Monday, March 30

The Centers for Medicare & Medicaid Services (CMS) has finalized a 2026 Physician Fee Schedule that keeps much of today’s telehealth access in place for another year, while setting a firm deadline for some of the most widely used pandemic-era flexibilities.

The move gives providers until December 31, 2026, to keep billing a broad range of virtual services, including from non-facility locations. But starting January 1, 2027, audio-only visits will no longer be covered under Medicare Part B, and clinicians will need to return to facility-based originating sites to bill most telehealth services, according to agency guidance.

Industry observers describe the rule as a mixed bag: it expands the menu of covered services and keeps video-based care widely available, yet it pulls back on tools that helped reach patients without reliable broadband or devices.

What’s extended and expanded

CMS is adding new services to the Medicare Telehealth List for 2026, including 18 codes tied to behavioral health and remote patient monitoring. The additions aim to shore up access for mental health and chronic disease management, areas where telehealth use has remained strong since the pandemic.

The agency also removes certain geographic constraints for specific telehealth services, allowing more care to be delivered regardless of whether a beneficiary lives in a rural or urban area. Rural health clinics and federally qualified health centers retain expanded options to serve patients virtually, according to agency materials.

Clinicians will be able to continue providing and billing telehealth from outside traditional medical facilities through 2026 a carryover from COVID-era flexibilities that providers say helped stabilize access and staffing.

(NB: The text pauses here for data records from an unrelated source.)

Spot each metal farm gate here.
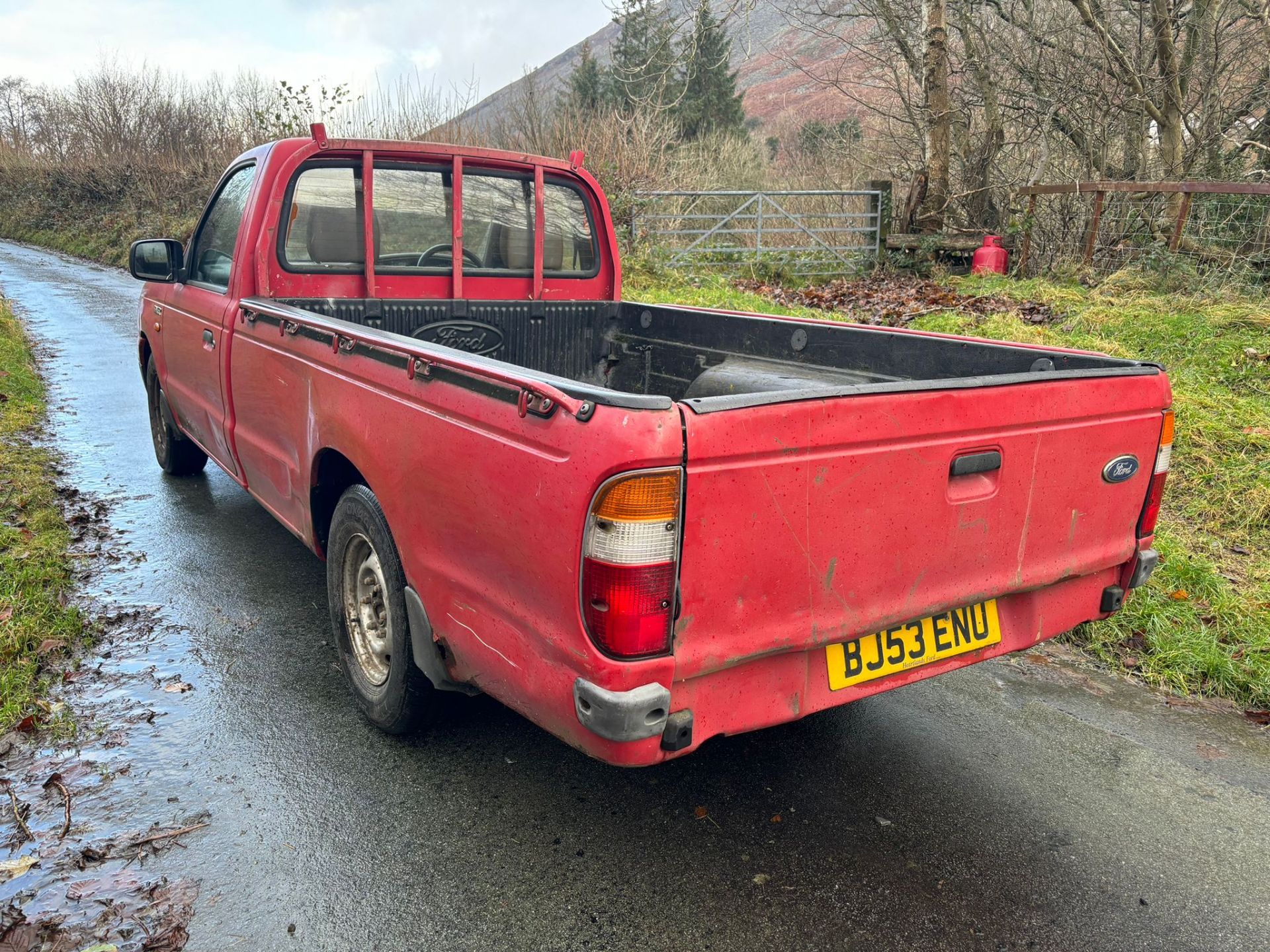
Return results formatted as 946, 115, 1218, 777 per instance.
631, 190, 890, 277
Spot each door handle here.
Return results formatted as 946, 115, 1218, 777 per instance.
949, 450, 1001, 476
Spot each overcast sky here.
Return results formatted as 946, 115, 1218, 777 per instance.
0, 0, 611, 95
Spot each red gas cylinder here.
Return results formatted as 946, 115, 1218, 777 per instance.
970, 235, 1009, 274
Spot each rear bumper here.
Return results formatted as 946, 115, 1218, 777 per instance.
573, 567, 1121, 767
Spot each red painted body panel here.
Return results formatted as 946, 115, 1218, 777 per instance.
141, 139, 1171, 766
675, 374, 1168, 678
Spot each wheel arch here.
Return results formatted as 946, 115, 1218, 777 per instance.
137, 334, 153, 379
309, 447, 370, 559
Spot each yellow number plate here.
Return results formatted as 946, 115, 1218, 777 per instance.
826, 599, 1001, 690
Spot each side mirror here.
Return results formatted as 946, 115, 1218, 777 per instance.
128, 239, 185, 284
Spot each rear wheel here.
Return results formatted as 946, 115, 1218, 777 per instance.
146, 357, 207, 476
326, 485, 439, 734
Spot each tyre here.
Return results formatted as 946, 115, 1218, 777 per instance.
146, 357, 207, 476
326, 485, 441, 734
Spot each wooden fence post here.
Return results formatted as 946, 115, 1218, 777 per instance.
1085, 192, 1106, 264
1019, 192, 1037, 277
1168, 192, 1191, 251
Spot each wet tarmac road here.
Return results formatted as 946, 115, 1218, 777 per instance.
0, 244, 1270, 952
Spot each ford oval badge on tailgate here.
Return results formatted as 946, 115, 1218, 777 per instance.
1103, 454, 1138, 483
410, 321, 503, 354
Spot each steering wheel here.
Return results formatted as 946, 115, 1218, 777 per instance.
414, 245, 484, 268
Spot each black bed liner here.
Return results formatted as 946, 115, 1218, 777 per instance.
278, 298, 1160, 413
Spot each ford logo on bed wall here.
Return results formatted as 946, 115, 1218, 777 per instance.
410, 321, 503, 354
1103, 454, 1138, 483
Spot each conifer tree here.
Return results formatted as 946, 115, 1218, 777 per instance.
566, 42, 605, 113
606, 0, 675, 112
677, 0, 745, 138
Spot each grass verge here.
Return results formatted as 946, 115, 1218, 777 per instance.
625, 262, 1270, 708
0, 298, 85, 734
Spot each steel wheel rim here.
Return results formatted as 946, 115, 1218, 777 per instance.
343, 532, 392, 687
149, 383, 167, 453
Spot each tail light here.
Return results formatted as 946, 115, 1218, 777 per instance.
581, 468, 682, 658
1138, 410, 1173, 538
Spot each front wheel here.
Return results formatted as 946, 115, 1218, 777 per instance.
146, 357, 207, 476
326, 485, 438, 734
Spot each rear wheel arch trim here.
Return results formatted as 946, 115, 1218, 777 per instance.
309, 447, 373, 559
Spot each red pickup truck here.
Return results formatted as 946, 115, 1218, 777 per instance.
131, 126, 1172, 766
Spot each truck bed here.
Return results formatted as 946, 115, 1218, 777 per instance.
278, 298, 1160, 413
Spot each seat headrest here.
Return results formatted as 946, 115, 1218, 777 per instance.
308, 206, 366, 265
498, 225, 533, 272
542, 231, 564, 272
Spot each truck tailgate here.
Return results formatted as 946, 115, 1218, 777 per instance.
675, 373, 1171, 679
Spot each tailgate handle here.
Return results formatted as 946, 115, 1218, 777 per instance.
949, 450, 1001, 476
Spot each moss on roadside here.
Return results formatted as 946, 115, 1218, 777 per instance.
0, 298, 85, 733
624, 262, 1270, 708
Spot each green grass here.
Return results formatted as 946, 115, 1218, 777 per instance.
0, 299, 85, 734
624, 264, 1270, 708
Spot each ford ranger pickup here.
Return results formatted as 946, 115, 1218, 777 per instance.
130, 126, 1173, 766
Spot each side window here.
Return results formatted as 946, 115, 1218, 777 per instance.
279, 163, 598, 277
373, 169, 454, 274
542, 182, 597, 277
189, 165, 255, 288
282, 165, 363, 272
464, 170, 533, 274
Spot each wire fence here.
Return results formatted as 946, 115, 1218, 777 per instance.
1019, 182, 1270, 280
631, 190, 890, 277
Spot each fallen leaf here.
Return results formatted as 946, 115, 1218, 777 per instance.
0, 853, 40, 881
1195, 741, 1226, 760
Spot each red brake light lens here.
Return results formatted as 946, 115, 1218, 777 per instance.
581, 559, 675, 658
1138, 410, 1173, 538
579, 468, 682, 658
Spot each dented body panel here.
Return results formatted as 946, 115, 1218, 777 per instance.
138, 134, 1171, 766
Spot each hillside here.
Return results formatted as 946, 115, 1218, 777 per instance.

CMS officials framed the package as a balance between maintaining access and tightening standards. While we extend flexibilities to support access through 2026, these changes ensure telehealth’s long-term sustainability by focusing on high-quality, video-based care that meets clinical standards, a CMS spokesperson said in a statement.

What ends after 2026

The biggest change arrives in 2027. CMS will stop reimbursing audio-only evaluation and management visits, which surged during the pandemic. Clinicians will also need to originate telehealth services from approved medical facilities to bill Medicare, ending the home-based billing option popular with after-hours and specialty providers.

Advocates warn that ending audio-only coverage could widen access gaps for older adults and low-income beneficiaries who lack video capability. This is a step forward with new codes, but ending audio-only is a setback for rural patients without reliable broadband, the American Telemedicine Association said, urging Congress to consider permanent parity for certain services.

Impact on skilled nursing

For skilled nursing facilities (SNFs), inpatient telehealth options remain available, which providers say is critical for timely consults and preventing unnecessary transfers. But restrictions tied to post-acute transitions and audio-only visits could complicate discharge planning and routine follow-ups, especially in buildings where residents often rely on staff devices or telephone-only connections.

LeadingAge, which represents nonprofit aging services providers, said preserving inpatient telehealth is essential, but warned that new limits could push readmissions higher if facilities can’t reliably connect residents via video.

Claims hold adds near-term disruption

In a separate development, CMS has instructed Medicare Administrative Contractors to temporarily hold certain telehealth claims dated on or after October 1, 2025, amid federal funding uncertainty, according to industry guidance. Providers report delays of 60 to 90 days in some cases, a cash-flow hit that physician groups say comes on top of inflation and staffing pressures.

The claim holds amid the shutdown are unacceptable; they’re delaying critical payments to physicians already under strain, the American Medical Association said in a statement, while supporting the additions to covered telehealth services.

By the numbers

The rule affects more than 65 million Medicare beneficiaries. CMS projects savings of roughly $1.2 billion in 2026 tied to curbing overuse and tightening coverage for certain modalities. Industry estimates suggest delayed payments could touch billions in annual telehealth reimbursements if claim holds persist.

What providers should do now

Operators are being advised to update billing systems and workflows for the 2026 code changes, invest in reliable video platforms, and prepare residents and families for a potential shift away from audio-only options. SNFs, in particular, may need to bolster on-site technology and staff training to sustain virtual behavioral health and specialty care, which many facilities credit with lowering avoidable hospital trips.

Provider groups say the next year will be crucial. Extensions through 2026 offer breathing room, but without further action from Congress, the 2027 changes could force a rapid pivot to facility-based, video-only telehealth. For long-term care operators, that may mean new costs, tighter scheduling, and a renewed emphasis on hybrid models that blend in-person and virtual care.